Del cortocircuito a la represalia directa y luego a la conciliación: así ha evolucionado la relación Trump-Petro
El inicio del nuevo mandato de Trump en enero de 2025 marcó un agravamiento de la relación bilateral. La exclusión de Petro de la ceremonia de investidura, a la que solo asistieron mandatarios de la “extrema derecha” latinoamericana, fue señalada por el colombiano como un gesto hostil. Pero fue el incidente del 26 de enero, y la negativa de Petro a recibir dos aviones con deportados nacionales, el que dio pie para amenazas de restricciones desde Washington.
“Responderemos con la misma moneda”, dijo el presidente, frente a la posible amenaza de nuevos aranceles y restricciones a los colombianos.

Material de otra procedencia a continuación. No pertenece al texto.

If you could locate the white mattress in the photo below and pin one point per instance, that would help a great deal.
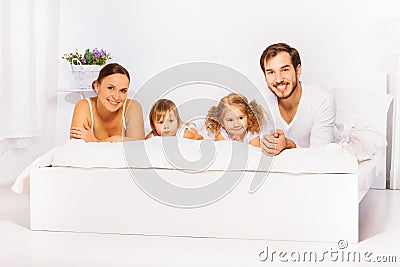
(225, 156)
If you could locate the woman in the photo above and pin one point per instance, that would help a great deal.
(110, 116)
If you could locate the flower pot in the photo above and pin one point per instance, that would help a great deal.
(85, 75)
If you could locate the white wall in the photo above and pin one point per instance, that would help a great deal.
(150, 36)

Tras meses de tensa calma, las tensiones aumentaron en el segundo semestre, entre septiembre y cuando Trump acusó a Petro de liderar el narcotráfico y amenazó con retirar subsidios, ante las invitaciones del presidente colombiano en los EE. UU., y el llamado a los soldados norteamericanos a desobedecer a su presidente.
El gobernante -que se quedó sin visa estadounidense- calificó a su homólogo de ignorante y salió en defensa de la soberanía de su país. “No creo que la paz se logre con fuerza”, recalcó Petro, que más adelante, en diciembre de 2025 y tras ser además incluido en La Lista Clinton, desafió públicamente a su interlocutor: al que quiso responderle “de tú a tú” por vincularlo con el negocio del narcotráfico, a través de la Oficina de Control de Bienes Extranjeros (Ofac).
“Venga señor Trump a Colombia, lo invito, para que participe en la destrucción de los 9 laboratorios diarios que hacemos para que no llegue cocaína a EE. UU. Sin misiles he destruido en mi gobierno 18.400 laboratorios, venga conmigo y le enseño cómo se destruyen, un laboratorio cada 40 minutos, pero no amenace nuestra soberanía, porque despertará el Jaguar”, expresó en un mensaje que parecía alimentar la confrontación mediática entre ambos.
A inicios de 2026, la relación tocó un punto crítico con amenazas de intervención militar estadounidense. “Por la patria tomaría de nuevo las armas si fuera necesario para defender la Constitución”, dijo el presidente colombiano en su mensaje en las red social X. Sin embargo, el 7 de enero de 2026, ambos presidentes conversaron por teléfono, tras meses de gestiones a ese primer diálogo, y le bajaron la temperatura al conflicto mediático que causaba temores.
Petro calificó el diálogo como “muy favorable” y propuso una agenda común en temas de energía y seguridad. “Entre las cosas que hablamos, el presidente Trump y yo, fue el desencuentro que tuvimos en su visión de la relación de EEUU con América Latina. Dije en mi carta escrita a Trump en el inicio de su Gobierno, y a Biden personalmente, que se podía establecer una alianza americana, si se aprovechaba el gran potencial anual de energías limpias de Suramérica”.
Y agregó que, con ello, “eso significa la paz y la democracia global. Un uso de América Latina por petróleo solo llevaría a la destrucción del derecho internacional y por tanto a la barbarie y a una tercera guerra mundial”. En ese sentido, las críticas de Petro a Trump no son nuevas, pues en 2019, el ahora presidente colombiano acusaba a Trump de apoyar a un “anglosajón fascista”, frente a un caso de violencia que por ese entonces se registró en Texas.
A su vez, durante la campaña presidencial en Colombia de 2022, en la que fue el vencedor, Petro también pidió a los colombianos en Miami “no escoger el camino a lo Trump, votar demócrata y ganar independencia política en la Florida hace valioso el voto colombiano”. De este modo, los ‘dardos’ del mandatario nacional hacia su par estadounidense han sido, por lo general, comunes, aunque ante la inminencia del encuentro tuvo que moderar, en cierto modo, su discurso.